Because of its disagreeable taste, linseed oil is best mixed with other oil, as in a vinaigrette – 1/3 linseed oil and 2/3 olive oil, for example.
PEANUT & GROUNDNUT OILS
Groundnut oil heats well, thus a good choice for frying. It comes from the seed of the peanut plant. Peanut oil has no omega 3s. Love it, though, for its nutty great taste and low cholesterol level.
CANOLA & RAPESEED OILS
Canola oil and rapeseed oil have the exact origin. Both come from the rapeseed plant, a member of the cabbage family. Canola is genetically modified rapeseed oil created in Canada in 1970.
Cooks like rapeseed oil because it’s affordable, versatile, and has a high smoke point.
The downside of rapeseed oil? The oil is highly refined, involving synthetic chemicals to extract the oil. Like most refined oils, it has a neutral taste but will lose some inherent health benefits.
SUNFLOWER AND CORN OILS
These oils contain more than 50% of omega 6 that nutritionists say can cause inflammation in the body. Some medical experts now disagree, but the safest choice may be to limit our consumption of these oils or mix them with other oils with a larger amount of omega 3.
Sunflower oil is produced from hybrid plants and has a composition similar to olive oil. However, it can be hard to find these oils cold-pressed.

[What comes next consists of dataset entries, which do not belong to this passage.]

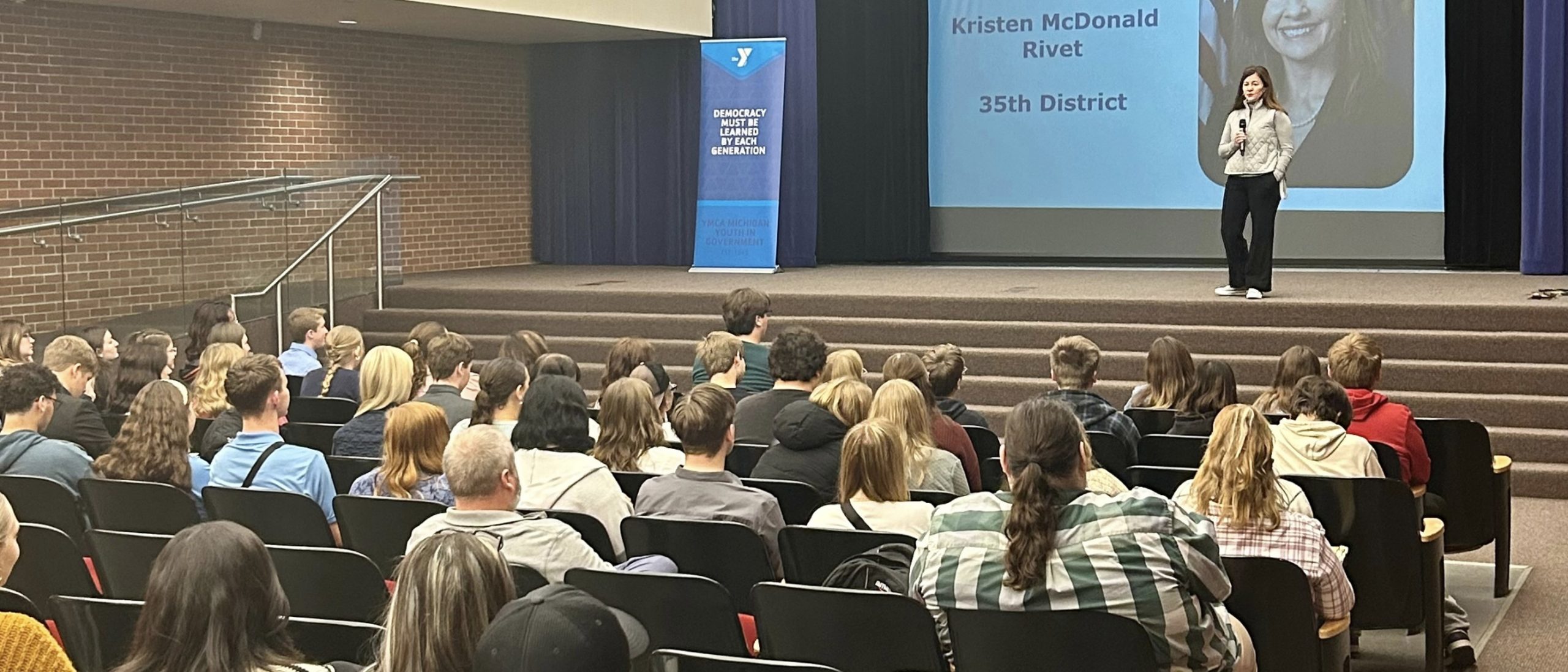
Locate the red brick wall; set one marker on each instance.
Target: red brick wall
(101, 100)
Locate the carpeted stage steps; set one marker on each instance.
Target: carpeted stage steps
(1502, 366)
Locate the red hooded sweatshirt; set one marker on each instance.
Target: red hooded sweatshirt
(1381, 420)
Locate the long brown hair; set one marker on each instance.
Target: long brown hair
(214, 605)
(628, 425)
(1169, 372)
(1043, 440)
(154, 442)
(449, 588)
(415, 437)
(1236, 480)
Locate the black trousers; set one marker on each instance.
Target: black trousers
(1259, 198)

The majority of soybean oils available are highly refined, so it’s best to buy cold-pressed soybean or organic soybean oil to assure the best nutritional value such as its high omega 3 content. Restaurant fast food chefs like soybean oil for its high smoking point and neutral flavor.
Be aware though of the different oil combinations labeled in some countries as “Vegetable Oil,” which is generally soybean oil mixed with other vegetable-based oils. This might not give you the healthiest combination of oils.
COD LIVER OIL
Extracted from the liver of the cod and filtered for purity, cod liver oil is rich in omega 3 with a good supply of vitamin A and vitamin D. The taste, however, is not great and is best taken in capsule form.
A final word of advice
When purchasing oils, the most important thing is to read the content label carefully to see exactly what you are getting. Alternating, mixing and varying the different oils allows us to appreciate new flavors and to create a healthy lifestyle.